Changes come in clumps. I’m probably not alone when I tell you that several of my friends got married right around the same time as I did, and subsequently had their first kids right around the same time I did and, eventually, will get divorced around the same time I do.

Such is how the world turns, and now is the time on Sprockets when people have their second child, should they choose to do so. My wife and I have not yet made a choice one way or the other – though we were considering the pros and cons almost immediately after we had Kid #1.

The jury remains out for us. But if we do have a second, my wife would love a daughter.

So much so that I would not be surprised to see her attempt to shove a second son back in.

Thankfully, it seems possible it may not come to that.

Back when we popped our little guy out in 2010 (I use the term “we” loosely), he was born into a landscape littered with male babies. I think we knew of more than ten kids being born to our network of friends and acquaintances and maybe two were little chickadees.

As such, even before we learned the gender of our son, we knew he was unlikely to break the mold; maleness was inevitable. Especially after we’d accidentally veered from our Chinese-based “HAVE A GIRL, GUARANTEED” regimen of reproductive intercourse.

To paraphrase The Wire: “This is gender war, gentleman. The Chinese will not save you.”

They certainly didn’t save us. But…this time there’s a chink in the armor (NO PUN INTENDED, RACISTS!) Someone in our inner circle has FINALLY had a girl. HUZZAH!

To quote Rocky IV: “He’s not a machine, he’s a man!”

And just like that we have reason to believe things could be different next time!

Might round two – should we embark on that journey – yield us a bouncing baby girl? It’s too soon to tell, really. After all, several round twos for friends have already produced more boys. But perhaps with this news the floodgates will open and emissaries of the fairer sex will flow forth.

And then we’ll have the dream scenario – a daughter for my wife to bond with, a younger sister for my son to protect, and a Pandora’s box full of stress, anxiety and forthcoming assault charges for me to hold shut as long as possible despite her inevitable progression into adulthood.

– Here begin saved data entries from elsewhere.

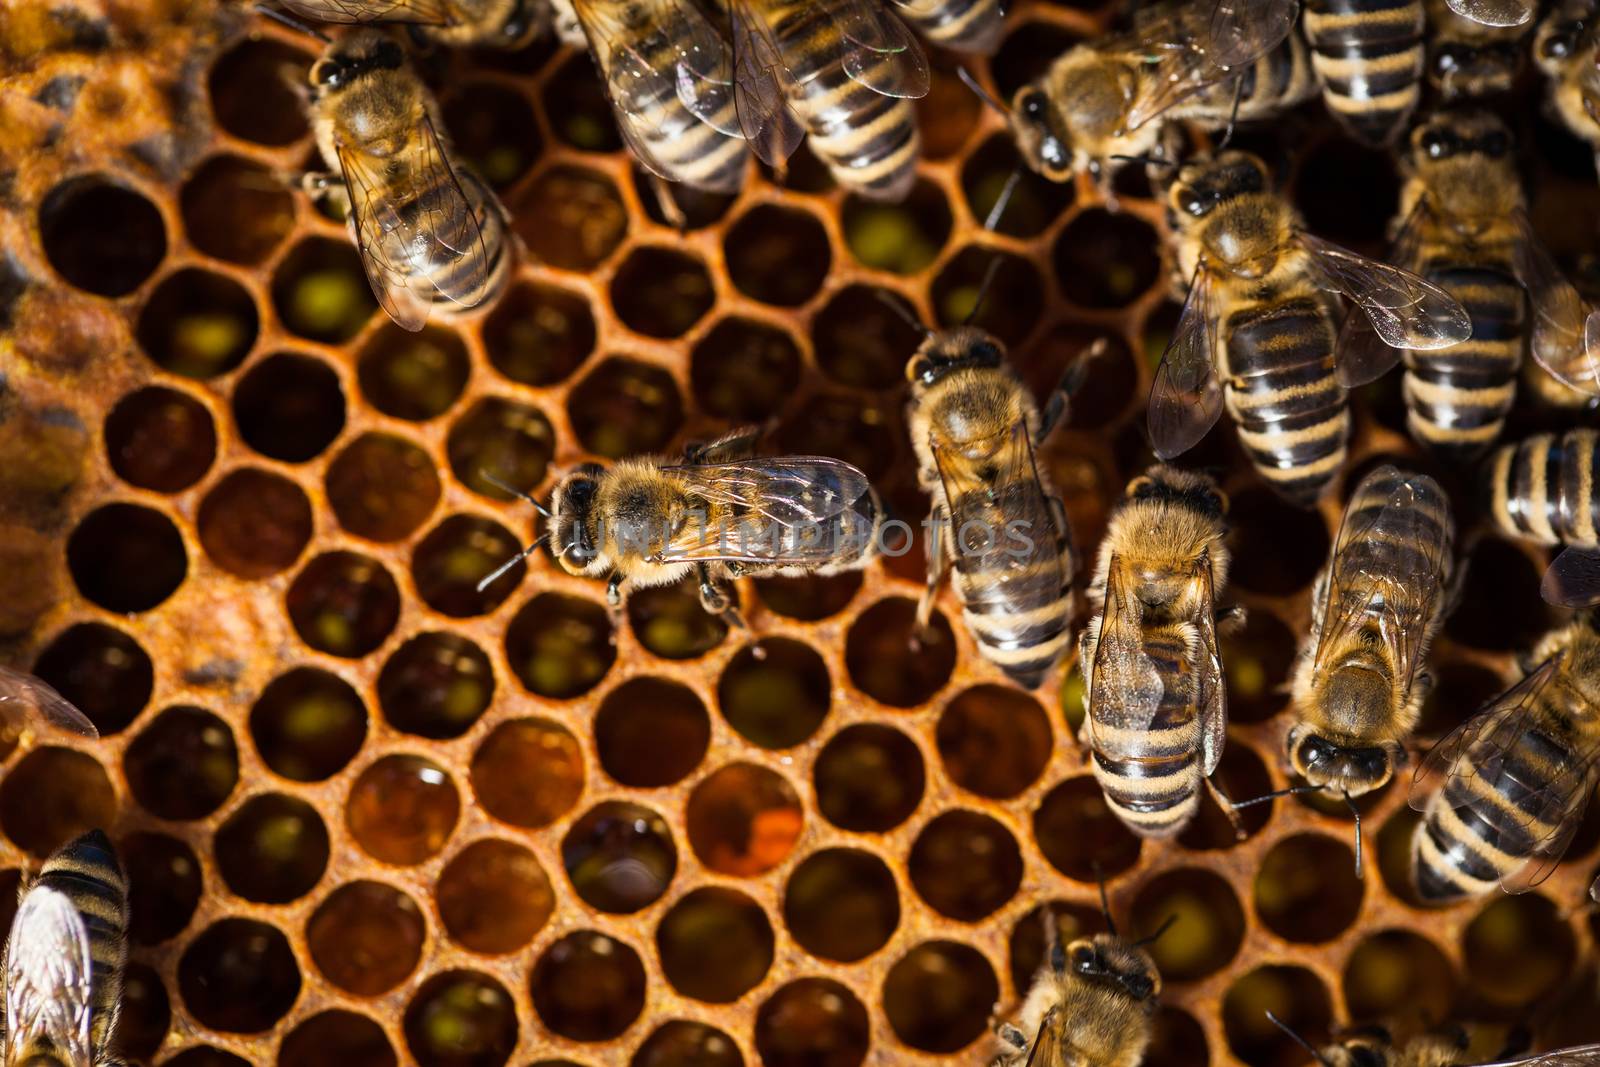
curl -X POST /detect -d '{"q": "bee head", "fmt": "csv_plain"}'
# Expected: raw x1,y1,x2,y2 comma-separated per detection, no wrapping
1286,720,1400,795
906,327,1005,388
1060,935,1161,1004
549,463,606,574
309,29,407,94
1323,1034,1393,1067
1008,84,1074,182
1429,40,1520,95
1168,151,1269,221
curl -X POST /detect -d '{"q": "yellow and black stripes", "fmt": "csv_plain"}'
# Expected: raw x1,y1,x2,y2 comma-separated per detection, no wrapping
1485,428,1600,549
952,523,1075,689
1182,29,1320,126
1403,258,1522,455
1303,0,1426,145
36,829,129,1051
888,0,1003,54
418,170,511,319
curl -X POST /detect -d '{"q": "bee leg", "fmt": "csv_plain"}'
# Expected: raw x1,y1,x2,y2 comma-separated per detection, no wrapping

Regardless of what should happen down the line, suddenly hope springs eternal: anything seems possible. The (perceived) increased possibility of a daughter might even be enough to nudge our family down the road to additional offspring. Now, nothing has been decided, and the luck of the Irish couple that will be blessed with a baby girl is nothing to bank on (I’m only half-Irish), but having a daughter no longer seems so out of reach.

Especially if we manage to stick to the Chinese calendar this time.

Who knows, maybe we’ll get SUPER lucky and add a hermaphrodite to our family. The best of BOTH worlds!